A Cuban political dissident who is on hunger strike is in danger of dying, doctors treating him say.
Guillermo Farinas, 48, has been refusing food since February to demand the release of ill political prisoners.
He is being fed intravenously in hospital, but doctors say he has developed a blood clot that could kill him.
The news was reported in Cuban state media, which usually ignore dissident protests.
The official communist party newspaper Granma published an interview with the doctor leading his treatment, Armando Caballero.
Mr Farinas has actually gained weight due to intravenous feeding since he was moved to hospital on 11 March after collapsing at his home in Santa Clara, Dr Caballero said.
But a blood clot that formed in his neck last week could interrupt the flow of blood to his heart.
"Today the patient has a dangerous potential of death, because it depends on that clot," Dr Caballero said on Saturday.
"We are at the limits."
He added that Mr Farinas was also suffering from an infection that could make further intravenous feeding impossible but said he would not be force-fed as that was against medical ethics.
The BBC's Michael Voss in Havana says the article in Granma appears to be aimed at defusing international criticism should he die.
'Ready to die'
Mr Farinas is a psychologist who works as a freelance journalist reporting on Cuba in defiance of state media controls.
He began refusing food and water on February 28 after another dissident, Orlando Zapata Tamayo, died while on hunger strike in jail.
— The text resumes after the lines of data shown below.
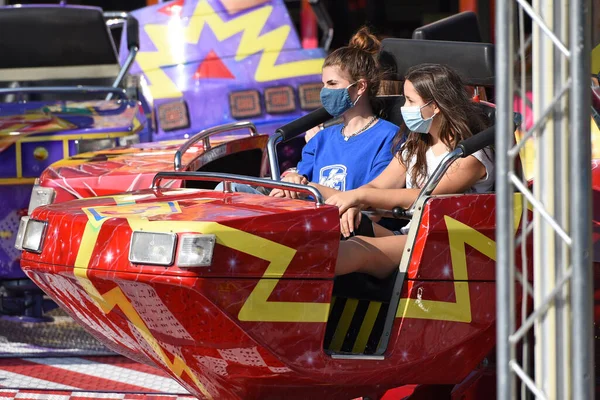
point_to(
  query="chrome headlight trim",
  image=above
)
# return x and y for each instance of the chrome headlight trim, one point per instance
(40, 196)
(21, 232)
(190, 246)
(35, 232)
(143, 248)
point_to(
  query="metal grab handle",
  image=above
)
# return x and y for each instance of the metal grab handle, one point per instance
(219, 177)
(66, 89)
(205, 134)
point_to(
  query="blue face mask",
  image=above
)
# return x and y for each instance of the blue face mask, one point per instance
(414, 120)
(337, 101)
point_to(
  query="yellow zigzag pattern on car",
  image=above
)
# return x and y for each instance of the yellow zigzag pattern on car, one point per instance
(116, 298)
(250, 25)
(256, 307)
(459, 235)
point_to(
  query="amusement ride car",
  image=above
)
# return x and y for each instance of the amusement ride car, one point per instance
(190, 66)
(234, 294)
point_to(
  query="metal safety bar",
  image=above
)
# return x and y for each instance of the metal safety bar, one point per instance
(125, 68)
(205, 136)
(120, 18)
(228, 178)
(324, 21)
(274, 140)
(66, 89)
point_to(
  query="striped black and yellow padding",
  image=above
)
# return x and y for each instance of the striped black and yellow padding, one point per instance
(355, 325)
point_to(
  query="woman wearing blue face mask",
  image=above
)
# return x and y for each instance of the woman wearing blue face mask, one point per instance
(352, 153)
(438, 114)
(347, 155)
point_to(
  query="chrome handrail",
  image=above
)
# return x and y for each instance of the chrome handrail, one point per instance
(274, 139)
(228, 178)
(66, 89)
(205, 136)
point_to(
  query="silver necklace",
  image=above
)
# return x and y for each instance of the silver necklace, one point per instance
(364, 128)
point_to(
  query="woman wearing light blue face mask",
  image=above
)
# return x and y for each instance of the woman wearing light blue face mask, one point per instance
(438, 114)
(350, 154)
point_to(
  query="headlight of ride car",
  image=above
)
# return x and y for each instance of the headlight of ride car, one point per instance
(21, 233)
(31, 235)
(40, 196)
(152, 248)
(195, 250)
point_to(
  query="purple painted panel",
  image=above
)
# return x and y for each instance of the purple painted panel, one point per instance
(8, 166)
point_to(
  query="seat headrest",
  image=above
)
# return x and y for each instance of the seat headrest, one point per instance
(462, 27)
(59, 42)
(473, 61)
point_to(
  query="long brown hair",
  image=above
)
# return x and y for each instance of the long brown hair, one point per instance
(459, 115)
(360, 60)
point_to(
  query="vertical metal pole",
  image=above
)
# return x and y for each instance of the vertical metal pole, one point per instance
(544, 244)
(504, 200)
(581, 204)
(562, 196)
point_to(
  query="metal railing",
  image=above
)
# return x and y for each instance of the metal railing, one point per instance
(228, 178)
(205, 137)
(561, 321)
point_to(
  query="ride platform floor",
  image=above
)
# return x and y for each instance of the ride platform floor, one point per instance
(58, 360)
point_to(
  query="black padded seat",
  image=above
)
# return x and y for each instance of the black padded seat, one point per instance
(462, 27)
(49, 43)
(473, 61)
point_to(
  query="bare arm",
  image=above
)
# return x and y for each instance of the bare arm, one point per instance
(462, 175)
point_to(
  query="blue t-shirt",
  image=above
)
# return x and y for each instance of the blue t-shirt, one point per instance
(329, 160)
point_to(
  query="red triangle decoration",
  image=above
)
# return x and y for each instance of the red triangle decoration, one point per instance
(172, 9)
(213, 67)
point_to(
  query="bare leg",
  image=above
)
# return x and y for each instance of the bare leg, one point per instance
(377, 256)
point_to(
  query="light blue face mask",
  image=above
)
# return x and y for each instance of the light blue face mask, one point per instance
(337, 101)
(414, 119)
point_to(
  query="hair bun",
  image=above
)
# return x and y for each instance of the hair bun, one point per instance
(364, 40)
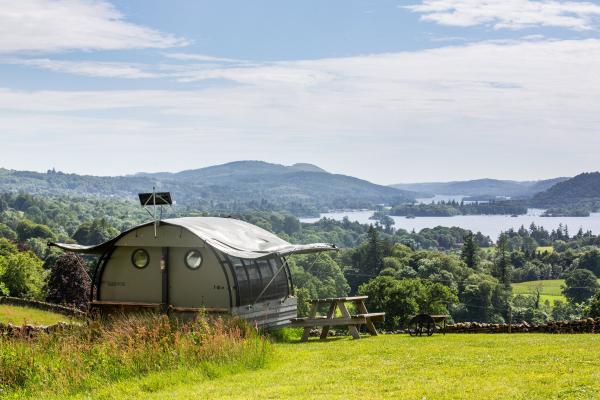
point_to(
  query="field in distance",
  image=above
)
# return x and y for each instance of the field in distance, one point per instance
(26, 315)
(549, 289)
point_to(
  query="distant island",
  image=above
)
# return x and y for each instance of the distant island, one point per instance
(453, 208)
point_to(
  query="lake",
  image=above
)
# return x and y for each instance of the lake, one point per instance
(490, 225)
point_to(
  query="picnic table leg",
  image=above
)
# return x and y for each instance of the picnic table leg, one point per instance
(311, 314)
(346, 314)
(330, 315)
(360, 304)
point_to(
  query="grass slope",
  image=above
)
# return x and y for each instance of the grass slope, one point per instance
(26, 315)
(519, 366)
(549, 289)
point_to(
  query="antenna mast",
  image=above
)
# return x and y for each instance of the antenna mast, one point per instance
(154, 199)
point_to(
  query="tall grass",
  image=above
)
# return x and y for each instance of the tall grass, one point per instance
(90, 356)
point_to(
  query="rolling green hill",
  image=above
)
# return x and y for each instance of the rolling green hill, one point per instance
(26, 315)
(482, 187)
(299, 188)
(549, 289)
(580, 192)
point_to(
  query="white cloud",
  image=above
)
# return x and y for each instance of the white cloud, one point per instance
(508, 108)
(58, 25)
(201, 58)
(88, 68)
(510, 14)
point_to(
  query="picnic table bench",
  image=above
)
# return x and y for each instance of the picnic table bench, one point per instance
(427, 324)
(353, 322)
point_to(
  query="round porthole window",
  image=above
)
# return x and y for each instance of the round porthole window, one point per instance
(193, 259)
(140, 258)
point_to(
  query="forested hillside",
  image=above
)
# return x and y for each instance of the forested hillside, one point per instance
(579, 193)
(302, 189)
(482, 187)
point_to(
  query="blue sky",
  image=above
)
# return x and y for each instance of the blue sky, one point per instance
(390, 91)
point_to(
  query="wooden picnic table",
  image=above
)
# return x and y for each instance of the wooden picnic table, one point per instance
(353, 322)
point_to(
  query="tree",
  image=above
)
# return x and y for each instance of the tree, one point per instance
(580, 285)
(23, 275)
(94, 232)
(402, 298)
(469, 253)
(27, 229)
(373, 260)
(503, 265)
(291, 224)
(69, 282)
(590, 260)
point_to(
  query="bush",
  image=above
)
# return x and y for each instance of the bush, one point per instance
(593, 309)
(580, 285)
(23, 275)
(69, 282)
(90, 356)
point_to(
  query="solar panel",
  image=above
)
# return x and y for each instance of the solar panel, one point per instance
(158, 198)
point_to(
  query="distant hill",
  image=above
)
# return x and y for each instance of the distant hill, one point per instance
(581, 191)
(482, 187)
(233, 186)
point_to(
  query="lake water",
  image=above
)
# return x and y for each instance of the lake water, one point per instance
(490, 225)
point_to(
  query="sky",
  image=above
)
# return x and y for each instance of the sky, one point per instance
(389, 91)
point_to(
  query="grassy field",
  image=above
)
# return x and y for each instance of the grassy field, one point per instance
(25, 315)
(518, 366)
(549, 289)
He is demanding the release of 26 political prisoners who are ill.
"He would rather die than give up his strike," his mother, Alicia Hernandez, told Reuters news agency.
"His fundamental objective is very clear: free the prisoners who are most ill, otherwise he will go to the ultimate consequences."
The Cuban government has previously said it will not be "blackmailed" by Mr Farinas, and said it would be his own fault if he died.
It denies there are political prisoners on the island, saying jailed dissidents are common criminals or "mercenaries" working for the US.
But the government recently made small concessions after talks with the Catholic Church, moving some detainees to prisons closer to their homes on humanitarian grounds.
The unofficial Cuban human rights commission says there are about 180 political prisoners.